The public got a good look at George W. Bush’s actual values in the aftermath of Hurricane Katrina, when it became apparent that rather than put a competent emergency management professional in charge of the Federal Emergency Management Agency (FEMA), he had chosen instead to install someone whose only demonstrated skill was at raising campaign funds for him.

That revelation came on top of the increasingly hard-to-ignore failure of Bush’s military adventure in Iraq.  Many people (myself included) might have forgiven him for manufacturing a questionable case for going in, if the net result had been something positive--or even demonstrably competent.  What we have gotten, though, is something entirely different.

Bush has plunged Iraq into a depressingly intractable form of chaos, handing al Qaeda and the radical Islamic fundamentalists a far more attractive recruiting opportunity than they could ever have dreamed up on their own

In the process, he has taken the most impressive fighting force in world history, and effectively broken it.

The Iraqi campaign has demonstrated to every second-rate country in the world that it is not necessary for their troops to meet us on the battlefield.  All they need to do is assemble a motley collection of people to set off roadside bombs.  Our once invincible-looking soldiers can be easily maimed or killed, and we will eventually slink off with our tail between our legs.

Bush has also changed the basic premises of U.S. military service, creating such extended disruption and hardship for soldiers and their families that skilled personnel are leaving the military in droves, with recruiters despairing of their ability to fill the gaps.

Perhaps in the not too distant future, the general public will also begin to grasp how profoundly Bush skewed the process of gathering and evaluating intelligence in the buildup to the invasion.  As has been amply documented (click the asterisk on the black navigation bar below for more), but as yet under-remarked, Bush inserted his own political operatives throughout the process, ensuring that material which could be used to justify invading Iraq was passed on up the chain, even when it was severely questioned or dismissed as unreliable by the professional intelligence community.

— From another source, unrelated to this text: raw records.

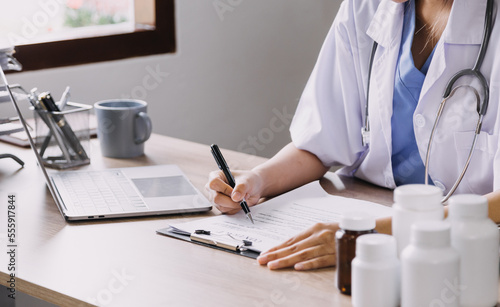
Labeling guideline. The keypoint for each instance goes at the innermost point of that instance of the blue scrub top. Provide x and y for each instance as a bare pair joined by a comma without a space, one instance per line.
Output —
407,165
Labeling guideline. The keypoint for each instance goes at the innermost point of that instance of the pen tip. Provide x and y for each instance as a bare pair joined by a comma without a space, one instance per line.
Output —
250,217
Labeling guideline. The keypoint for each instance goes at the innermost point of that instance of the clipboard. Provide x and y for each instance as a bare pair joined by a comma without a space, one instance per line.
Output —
217,241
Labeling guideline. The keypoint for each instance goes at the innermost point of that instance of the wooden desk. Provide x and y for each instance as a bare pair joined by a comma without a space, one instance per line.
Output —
125,263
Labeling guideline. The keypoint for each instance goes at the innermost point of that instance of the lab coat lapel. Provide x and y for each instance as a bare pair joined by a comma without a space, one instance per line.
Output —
385,29
465,27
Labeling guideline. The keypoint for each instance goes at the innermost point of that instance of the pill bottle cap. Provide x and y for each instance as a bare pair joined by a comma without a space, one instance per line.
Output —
468,206
376,247
357,221
430,233
418,197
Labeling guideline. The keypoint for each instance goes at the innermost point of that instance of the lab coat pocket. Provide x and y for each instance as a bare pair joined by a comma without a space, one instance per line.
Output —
479,176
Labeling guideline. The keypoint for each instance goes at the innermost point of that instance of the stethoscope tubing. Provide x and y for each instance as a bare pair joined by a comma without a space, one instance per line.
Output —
449,91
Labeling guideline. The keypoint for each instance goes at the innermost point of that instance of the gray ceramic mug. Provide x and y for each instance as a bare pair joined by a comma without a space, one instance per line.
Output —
122,127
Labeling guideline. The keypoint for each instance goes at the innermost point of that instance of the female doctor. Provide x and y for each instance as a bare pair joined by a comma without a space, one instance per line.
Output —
420,46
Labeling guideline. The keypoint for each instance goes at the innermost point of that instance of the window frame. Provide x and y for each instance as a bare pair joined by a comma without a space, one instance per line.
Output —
141,42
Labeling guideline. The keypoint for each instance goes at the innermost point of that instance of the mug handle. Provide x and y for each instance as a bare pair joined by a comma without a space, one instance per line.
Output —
149,127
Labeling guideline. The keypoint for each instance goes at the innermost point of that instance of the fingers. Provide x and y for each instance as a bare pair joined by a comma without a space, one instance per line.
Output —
304,252
219,193
300,237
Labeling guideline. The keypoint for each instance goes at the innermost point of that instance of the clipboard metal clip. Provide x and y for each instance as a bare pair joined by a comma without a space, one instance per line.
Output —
205,236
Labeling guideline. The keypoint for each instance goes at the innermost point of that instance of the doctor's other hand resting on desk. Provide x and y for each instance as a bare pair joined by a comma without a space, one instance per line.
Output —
371,105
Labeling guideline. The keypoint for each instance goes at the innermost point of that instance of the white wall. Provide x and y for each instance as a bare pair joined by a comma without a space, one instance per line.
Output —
232,74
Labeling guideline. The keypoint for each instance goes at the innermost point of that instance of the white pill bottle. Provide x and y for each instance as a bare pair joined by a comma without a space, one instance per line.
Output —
430,267
376,272
412,203
476,238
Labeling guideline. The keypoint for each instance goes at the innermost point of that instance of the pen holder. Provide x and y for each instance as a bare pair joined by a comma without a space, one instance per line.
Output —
63,138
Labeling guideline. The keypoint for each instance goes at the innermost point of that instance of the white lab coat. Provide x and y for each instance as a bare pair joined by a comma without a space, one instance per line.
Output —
330,114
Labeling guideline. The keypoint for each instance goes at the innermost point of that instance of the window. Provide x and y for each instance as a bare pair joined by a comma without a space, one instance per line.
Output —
56,33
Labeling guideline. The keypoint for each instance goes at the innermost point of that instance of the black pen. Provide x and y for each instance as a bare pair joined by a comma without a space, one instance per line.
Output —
221,162
48,102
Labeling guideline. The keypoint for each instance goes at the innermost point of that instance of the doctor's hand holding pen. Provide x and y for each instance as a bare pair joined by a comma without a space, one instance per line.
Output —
290,168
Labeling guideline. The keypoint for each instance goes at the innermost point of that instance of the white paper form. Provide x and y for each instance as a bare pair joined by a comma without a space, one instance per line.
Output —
282,217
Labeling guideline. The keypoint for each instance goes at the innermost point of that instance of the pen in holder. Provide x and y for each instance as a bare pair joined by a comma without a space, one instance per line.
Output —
62,137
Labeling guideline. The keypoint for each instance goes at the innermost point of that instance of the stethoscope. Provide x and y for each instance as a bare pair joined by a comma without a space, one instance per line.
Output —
448,93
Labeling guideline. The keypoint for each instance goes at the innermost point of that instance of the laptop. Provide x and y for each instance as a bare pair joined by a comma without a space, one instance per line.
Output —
117,193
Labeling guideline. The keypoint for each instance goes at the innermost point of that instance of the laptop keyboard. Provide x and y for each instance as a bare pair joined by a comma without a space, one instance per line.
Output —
101,192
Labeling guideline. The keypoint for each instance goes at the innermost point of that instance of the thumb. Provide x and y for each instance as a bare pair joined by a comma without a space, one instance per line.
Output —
239,192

It may also not be too long before the general public understands how many times, and in how many ways, Bush dismissed warnings about the dangers of civil chaos in the aftermath of Saddam Hussein’s fall--the kind of looting and general lawlessness that actually came to pass within hours of Saddam’s defeat, and which in short order bred the insurgency that now bedevils us.  Bush brushed aside the recommendations of virtually every U.S. government-organized study group created to address post-Saddam transitional issues, as well as the more pragmatic advice of certain senior military officers, who were simply trying to ensure that we attacked with a big enough force to ensure minimal civil order  (Again, click the asterisk below for further details.)

In the end, what Bush has demonstrated about himself in Iraq has been incompetence on an epic scale.

It is similar to what we have seen of FEMA in Hurricane Katrina--and for similar reasons.

Ultimately, both fiascoes are the result of Bush’s approach to government.